The Aztec Empire of 1519 was the most powerful Mesoamerican kingdom of all time. The multi-ethnic, multi-lingual realm stretched for more than 80,000 square miles through many parts of what is now central and southern Mexico. This enormous empire reached from the Pacific Ocean to the Gulf coast and from central Mexico to the present-day Republic of Guatemala. Fifteen million people, living in thirty-eight provinces and residing in 489 communities, paid tribute to the Emperor Moctezuma II in Tenochtitlán, the capital city of the great empire.

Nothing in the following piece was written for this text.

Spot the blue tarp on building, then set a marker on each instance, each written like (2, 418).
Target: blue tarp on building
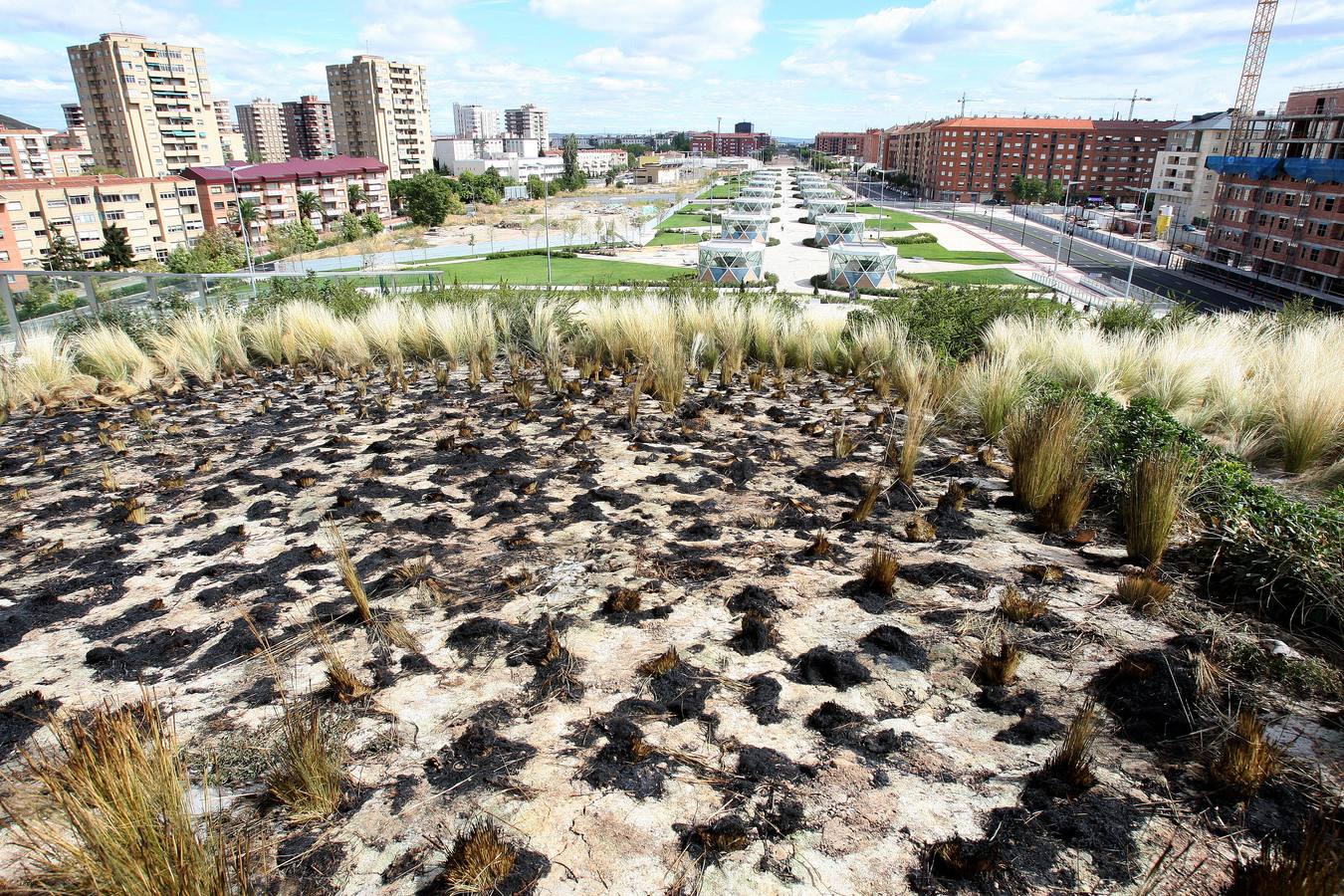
(1323, 171)
(1252, 166)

The Mexica (pronounced "me-shee-ka") Indians, the dominant ethnic group ruling over the Aztec Empire from their capital city at Tenochtitlán in the Valley of Mexico, had very obscure and humble roots that made their rise to power even more remarkable. The Valley of Mexico, which became the heartland of the Aztec civilization, is a large internally-drained basin which is surrounded by volcanic mountains, some of which reach more than 3,000 meters in elevation.
My understanding of the Mexica Indians and the Aztec Empire has been greatly augmented by the works of the anthropologist Professor Michael E. Smith of the University of New York. Professor Smith has written several books about the central Mexican Indians, including The Aztecs and Aztec Imperial Strategies, which I have used as primary sources for this article.